For $n=2$, I can find the solution as \begin{align} M = \begin{bmatrix} \sqrt{\frac{s_2}{s_1 + s_2}} & \sqrt{\frac{s_2}{s_1 + s_2}} \\ \sqrt{\frac{s_1}{s_1 + s_2}} & -\sqrt{\frac{s_1}{s_1 + s_2}} \end{bmatrix} \end{align} and the corresponding constant $d$ is \begin{align} d = \frac{2 s_1 s_2}{s_1 + s_2}. \end{align} Notice that the columns of $M$ are not perpendicular because $s_1 \ne s_2$.

In the general $n$-dimensional case, there are $n(n+1)/2$ constraints from the condition $D = M^T S M$ (due to symmetry). The number of unknowns is $n(n-1) + 1$ since $n-1$ parameters are needed to specify a unit vector in $n$ dimensions. And "+1" is for the unknown diagonal value $d$.
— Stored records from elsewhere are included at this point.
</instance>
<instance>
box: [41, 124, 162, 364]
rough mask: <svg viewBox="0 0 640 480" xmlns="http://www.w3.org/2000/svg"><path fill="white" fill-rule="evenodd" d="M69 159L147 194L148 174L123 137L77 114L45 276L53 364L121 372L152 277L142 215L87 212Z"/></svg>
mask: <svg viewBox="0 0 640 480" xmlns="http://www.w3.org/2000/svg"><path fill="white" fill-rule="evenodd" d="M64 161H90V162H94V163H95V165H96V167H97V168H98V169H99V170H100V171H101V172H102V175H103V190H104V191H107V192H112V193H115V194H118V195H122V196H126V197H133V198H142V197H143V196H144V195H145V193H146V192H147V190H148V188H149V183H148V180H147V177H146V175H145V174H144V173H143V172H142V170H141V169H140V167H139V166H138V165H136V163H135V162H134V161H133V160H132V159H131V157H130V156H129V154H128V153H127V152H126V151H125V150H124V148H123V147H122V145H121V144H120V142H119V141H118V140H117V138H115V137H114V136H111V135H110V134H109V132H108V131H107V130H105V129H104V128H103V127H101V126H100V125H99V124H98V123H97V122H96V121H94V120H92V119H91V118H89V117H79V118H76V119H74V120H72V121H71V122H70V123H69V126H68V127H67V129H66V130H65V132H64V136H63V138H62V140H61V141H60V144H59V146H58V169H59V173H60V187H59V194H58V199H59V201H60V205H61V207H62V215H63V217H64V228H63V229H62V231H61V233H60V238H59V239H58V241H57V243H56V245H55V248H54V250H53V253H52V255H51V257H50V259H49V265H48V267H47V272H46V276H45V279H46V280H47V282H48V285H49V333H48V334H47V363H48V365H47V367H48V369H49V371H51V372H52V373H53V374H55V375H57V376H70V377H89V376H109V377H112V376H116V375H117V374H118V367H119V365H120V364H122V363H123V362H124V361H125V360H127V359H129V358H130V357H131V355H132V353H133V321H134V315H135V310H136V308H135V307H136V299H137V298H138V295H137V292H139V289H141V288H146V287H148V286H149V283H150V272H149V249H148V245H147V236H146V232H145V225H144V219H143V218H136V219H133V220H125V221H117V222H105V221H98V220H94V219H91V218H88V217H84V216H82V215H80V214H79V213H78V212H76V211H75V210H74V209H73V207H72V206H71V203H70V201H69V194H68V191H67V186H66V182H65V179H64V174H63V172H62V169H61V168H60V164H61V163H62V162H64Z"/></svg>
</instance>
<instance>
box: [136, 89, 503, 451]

When $n=2$ (the case above), we have $n(n+1)/2 = 3$ and $n(n-1) + 1 = 3$. So the found solution is unique, except for sign flips. For $n>2$, the number of unknowns is greater than the number of constraints, so I expect a family of solutions will be available. Is it possible to find the form that this family of solutions must follow?

Answer 1

If $M^TSM=dI$, then $S^{1/2}M=d^{1/2}Q$ for some orthogonal matrix $Q$. Therefore $M=d^{1/2}S^{-1/2}Q$. In order that each column of $M$ is a unit vector, $M^TM=dQ^TS^{-1}Q$ must have a diagonal of ones. Hence we must have $d\operatorname{tr}(S^{-1})=n$ where $S$ is $n\times n$. That is, $d=\frac{n}{\operatorname{tr}(S^{-1})}$.

Let $Z$ be the traceless matrix $\frac{nS^{-1}}{\operatorname{tr}(S^{-1})}-I_n$. The problem now boils down to finding an orthogonal matrix $Q$ such that $Q^TZQ$ has a zero diagonal.

If the underlying field is complex and we want to find $M$ and $Q$ such that $Q^\ast ZQ$ has a zero diagonal and $M^\ast SM=dI$, we may simply take $Q$ as the DFT matrix regardless of the value of $Z$. Over the real field, however, $Q$ in general depends on $Z$ and I am not aware of any explicit formula for $Q$ when $n\ge3$. Yet, a feasible $Q$ can always be obtained by iteratively conjugating $Z$ with Givens rotations. This has been discussed in another answer of mine. The iterations will end in at most $n$ steps.